Plus fort que la maîtrise du silence, entends-tu toutes les questions au bord de mes lèvres que je ne te poserai pas ?
Est-ce peur ? Est-ce sagesse, Est-ce délicatesse ?

 

Sol,

Mars est là, il s'avance timide. Promesse de soleil en fin de semaine prochaine. Les jours s'étirent lentement et mon impatience fébrile ne peut changer leur cours

A trop gonfler la voile de mes attentes, sans cesse la raccommodant
lorsque de tristes cafards y venaient s'y loger,
A trop enfouir les petites blessures et les grandes meurtrissures
A trop de plein
A trop de vide
Voilà que la peur s'installe avec son cortège de doutes.
Je te délivre des mots que tu dis attendre, espérer. Ces mots,
pourtant miens, ces mots qui me racontent en partie, qui m'échappent
sûrement car ils ont leur vie propre, te retiennent, te suffisent
peut-être ? Ces mots qui se lisent, se disent comme une lecture mais
ne se parlent pas
Je te conte mes forces nouvelles sans parler des lames de fond qui me
fragilisent.
Je te parle de déesse des petites victoires sans dire qu'elles se
construisent sur un lit de failles
Je dévoile mes joies, je tais mes larmes
Je me suis relevée, me tiens farouchement debout , mais je redoute
plus encore la chute.
Je t'offre des mots sans retour.
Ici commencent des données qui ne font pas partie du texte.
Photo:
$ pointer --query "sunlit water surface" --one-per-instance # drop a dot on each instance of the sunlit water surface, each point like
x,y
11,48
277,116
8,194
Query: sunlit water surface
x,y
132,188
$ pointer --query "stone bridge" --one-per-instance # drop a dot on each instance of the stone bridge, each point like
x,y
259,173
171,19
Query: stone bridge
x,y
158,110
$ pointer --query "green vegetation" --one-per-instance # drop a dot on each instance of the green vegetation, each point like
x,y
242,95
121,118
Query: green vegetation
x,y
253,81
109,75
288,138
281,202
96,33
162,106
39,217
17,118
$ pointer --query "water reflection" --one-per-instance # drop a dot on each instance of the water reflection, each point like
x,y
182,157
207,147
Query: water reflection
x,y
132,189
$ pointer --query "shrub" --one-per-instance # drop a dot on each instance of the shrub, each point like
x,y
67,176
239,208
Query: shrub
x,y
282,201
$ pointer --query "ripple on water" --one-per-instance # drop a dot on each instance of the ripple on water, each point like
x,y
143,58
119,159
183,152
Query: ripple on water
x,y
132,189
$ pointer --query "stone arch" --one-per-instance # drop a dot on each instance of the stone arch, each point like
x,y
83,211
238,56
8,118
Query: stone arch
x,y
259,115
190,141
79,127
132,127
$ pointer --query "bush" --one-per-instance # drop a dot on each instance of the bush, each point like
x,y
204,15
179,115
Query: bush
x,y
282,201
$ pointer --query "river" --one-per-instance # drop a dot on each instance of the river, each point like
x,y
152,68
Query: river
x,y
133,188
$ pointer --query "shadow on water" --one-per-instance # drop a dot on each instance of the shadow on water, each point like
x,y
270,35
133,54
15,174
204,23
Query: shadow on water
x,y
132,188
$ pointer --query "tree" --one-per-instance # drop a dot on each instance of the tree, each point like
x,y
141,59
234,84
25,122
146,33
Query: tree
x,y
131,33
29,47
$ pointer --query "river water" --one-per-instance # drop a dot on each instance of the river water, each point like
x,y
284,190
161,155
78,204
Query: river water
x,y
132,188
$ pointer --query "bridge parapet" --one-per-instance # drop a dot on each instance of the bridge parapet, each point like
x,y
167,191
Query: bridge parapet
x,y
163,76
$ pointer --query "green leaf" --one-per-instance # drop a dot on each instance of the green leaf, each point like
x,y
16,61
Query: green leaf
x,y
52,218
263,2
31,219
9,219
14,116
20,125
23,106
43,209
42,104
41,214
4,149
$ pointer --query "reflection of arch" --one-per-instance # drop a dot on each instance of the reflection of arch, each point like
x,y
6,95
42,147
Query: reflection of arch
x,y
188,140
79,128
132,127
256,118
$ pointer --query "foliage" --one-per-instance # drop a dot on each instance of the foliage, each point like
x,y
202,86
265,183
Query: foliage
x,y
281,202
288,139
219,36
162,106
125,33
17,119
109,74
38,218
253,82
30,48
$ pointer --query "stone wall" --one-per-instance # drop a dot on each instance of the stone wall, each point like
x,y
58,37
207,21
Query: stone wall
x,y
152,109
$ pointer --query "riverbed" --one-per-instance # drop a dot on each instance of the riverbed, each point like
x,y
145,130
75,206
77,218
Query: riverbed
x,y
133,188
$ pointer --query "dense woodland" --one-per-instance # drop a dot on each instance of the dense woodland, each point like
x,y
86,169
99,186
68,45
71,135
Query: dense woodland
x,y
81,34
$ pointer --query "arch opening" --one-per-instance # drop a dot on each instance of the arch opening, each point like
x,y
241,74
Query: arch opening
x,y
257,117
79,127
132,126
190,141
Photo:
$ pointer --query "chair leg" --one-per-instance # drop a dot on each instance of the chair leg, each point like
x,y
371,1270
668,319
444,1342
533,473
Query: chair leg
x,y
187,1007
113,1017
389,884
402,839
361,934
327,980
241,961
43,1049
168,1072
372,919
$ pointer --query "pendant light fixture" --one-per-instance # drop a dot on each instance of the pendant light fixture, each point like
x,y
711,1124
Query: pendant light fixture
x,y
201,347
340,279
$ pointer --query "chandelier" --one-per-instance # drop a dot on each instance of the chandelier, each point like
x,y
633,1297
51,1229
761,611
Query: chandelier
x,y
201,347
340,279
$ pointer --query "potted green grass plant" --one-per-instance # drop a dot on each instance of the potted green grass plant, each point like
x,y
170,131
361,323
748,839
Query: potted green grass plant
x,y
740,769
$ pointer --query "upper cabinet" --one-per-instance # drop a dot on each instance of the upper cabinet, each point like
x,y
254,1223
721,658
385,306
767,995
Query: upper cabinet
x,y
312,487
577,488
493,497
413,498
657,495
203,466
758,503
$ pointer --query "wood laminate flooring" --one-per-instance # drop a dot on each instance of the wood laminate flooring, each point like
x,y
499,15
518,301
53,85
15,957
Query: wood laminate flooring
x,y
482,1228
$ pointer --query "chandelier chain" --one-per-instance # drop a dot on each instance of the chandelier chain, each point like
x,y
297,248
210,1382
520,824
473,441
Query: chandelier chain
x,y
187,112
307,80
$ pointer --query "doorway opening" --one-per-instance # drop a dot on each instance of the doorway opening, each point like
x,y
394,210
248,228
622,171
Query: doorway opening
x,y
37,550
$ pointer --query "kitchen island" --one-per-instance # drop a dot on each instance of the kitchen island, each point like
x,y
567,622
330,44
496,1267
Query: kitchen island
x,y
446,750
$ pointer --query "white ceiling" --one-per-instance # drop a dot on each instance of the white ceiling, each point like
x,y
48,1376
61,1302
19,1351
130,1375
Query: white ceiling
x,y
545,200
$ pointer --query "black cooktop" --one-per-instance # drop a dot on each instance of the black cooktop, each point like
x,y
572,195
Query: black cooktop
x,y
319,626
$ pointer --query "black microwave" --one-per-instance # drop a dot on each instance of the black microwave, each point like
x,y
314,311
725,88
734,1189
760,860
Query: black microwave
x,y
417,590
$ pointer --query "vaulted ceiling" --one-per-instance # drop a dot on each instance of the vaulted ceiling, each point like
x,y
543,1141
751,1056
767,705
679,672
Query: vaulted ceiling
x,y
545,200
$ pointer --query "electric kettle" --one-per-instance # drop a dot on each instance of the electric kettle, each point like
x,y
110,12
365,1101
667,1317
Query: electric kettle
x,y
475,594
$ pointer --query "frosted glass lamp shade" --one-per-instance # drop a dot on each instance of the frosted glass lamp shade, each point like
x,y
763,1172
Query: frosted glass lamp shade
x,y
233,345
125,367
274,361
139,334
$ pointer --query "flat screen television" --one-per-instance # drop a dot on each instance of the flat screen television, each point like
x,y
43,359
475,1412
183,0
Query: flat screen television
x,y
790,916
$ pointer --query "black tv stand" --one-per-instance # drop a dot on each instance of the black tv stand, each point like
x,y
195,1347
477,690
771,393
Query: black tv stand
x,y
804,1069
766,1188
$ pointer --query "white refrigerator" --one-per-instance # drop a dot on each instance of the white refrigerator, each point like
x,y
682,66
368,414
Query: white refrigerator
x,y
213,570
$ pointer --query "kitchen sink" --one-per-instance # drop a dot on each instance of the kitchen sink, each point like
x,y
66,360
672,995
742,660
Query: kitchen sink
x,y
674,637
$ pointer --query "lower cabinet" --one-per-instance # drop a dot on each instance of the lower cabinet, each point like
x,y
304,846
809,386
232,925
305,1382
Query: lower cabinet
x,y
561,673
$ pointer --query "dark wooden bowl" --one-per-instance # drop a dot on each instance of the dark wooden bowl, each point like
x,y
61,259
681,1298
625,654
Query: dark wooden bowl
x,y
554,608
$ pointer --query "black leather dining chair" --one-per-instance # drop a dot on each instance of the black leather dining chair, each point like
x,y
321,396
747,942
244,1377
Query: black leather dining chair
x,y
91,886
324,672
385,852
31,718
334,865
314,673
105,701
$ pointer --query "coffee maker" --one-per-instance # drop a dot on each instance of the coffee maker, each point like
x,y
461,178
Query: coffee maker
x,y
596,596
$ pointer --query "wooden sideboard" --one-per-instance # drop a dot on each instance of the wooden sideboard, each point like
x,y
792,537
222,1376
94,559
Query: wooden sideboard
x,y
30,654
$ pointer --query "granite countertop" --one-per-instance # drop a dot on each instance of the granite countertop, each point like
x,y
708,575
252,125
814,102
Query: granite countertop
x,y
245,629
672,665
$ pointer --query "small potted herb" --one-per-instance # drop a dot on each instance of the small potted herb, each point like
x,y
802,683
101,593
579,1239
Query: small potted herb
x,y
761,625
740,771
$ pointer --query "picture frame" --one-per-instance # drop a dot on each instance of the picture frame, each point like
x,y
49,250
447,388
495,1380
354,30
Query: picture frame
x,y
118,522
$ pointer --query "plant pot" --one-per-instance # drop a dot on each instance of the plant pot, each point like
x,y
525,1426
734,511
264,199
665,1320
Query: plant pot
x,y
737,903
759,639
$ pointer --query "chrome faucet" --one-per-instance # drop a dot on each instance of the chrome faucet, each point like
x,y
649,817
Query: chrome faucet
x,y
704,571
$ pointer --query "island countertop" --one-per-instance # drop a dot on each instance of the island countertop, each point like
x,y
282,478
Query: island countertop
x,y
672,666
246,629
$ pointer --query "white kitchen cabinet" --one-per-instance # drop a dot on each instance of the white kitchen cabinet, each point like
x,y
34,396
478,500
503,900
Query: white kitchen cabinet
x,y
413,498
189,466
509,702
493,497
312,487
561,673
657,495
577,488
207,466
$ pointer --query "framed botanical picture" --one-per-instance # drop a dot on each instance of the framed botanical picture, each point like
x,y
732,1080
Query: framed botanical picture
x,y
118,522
Rien de toi qui ne révèle
l'espace-temps dans lequel tu vis.

Tu m'as dit, il y a un an déjà, j'ai besoin de partir, loin, sans donner de nouvelles à quiconque.

Tu m'as dit tu peux écrire, m'écrire. Je te lirai au fort de ma solitude
Pour que nous existions, laisse-moi partir.
Je serai là aux eaux de mars

J'ai peur de moi et j'ai peur de toi.
Semblables dans nos défauts, dissemblables dans nos engouements et qualités.
J'imagine tout et son contraire.
Je me vois remplie de désirs et mon corps, comme une nature morte, me
trahissant, refusant d'obéir
Je me vois, pour conjurer mes peurs, refusant de me cabrer, violente
avec et sans raisons
J'ai peur que tu oublies les dates
j'ai peur d'empêchements de dernière minute anodins seulement pour toi
j'ai peur de ne savoir où nous rencontrer, d'un lieu émotionnellement
pour moi trop chargé
j'ai peur à chaque sonnerie de téléphone
j'ai peur de mots qui giflent, des : "tu sais bien"
j'ai peur de gestes maladroits, d'être brusquée, de retourner dans un
temps figé de l'histoire qui se moque éperdument de ce qui advient après,
mais qui est advenu déjà et qui change la donne.
Je formule: " Au fil des jours qui nous séparent" quand je ne peux
affirmer avec certitude qu' "Au fil des jours qui me séparent".
Je vis chaque jour la Séparation et je crée chaque jour les petites
réparations, guettant sur mon chemin des étoiles de mer et des
libellules .
Tout cela est fort et fragile.
 La rencontre est un risque. De grandes espérances aux illusions perdues.
La rencontre est un risque mais tout ce temps elle m'a portée.
A trop gonfler la voile de mes attentes, sans cesse la raccommodant....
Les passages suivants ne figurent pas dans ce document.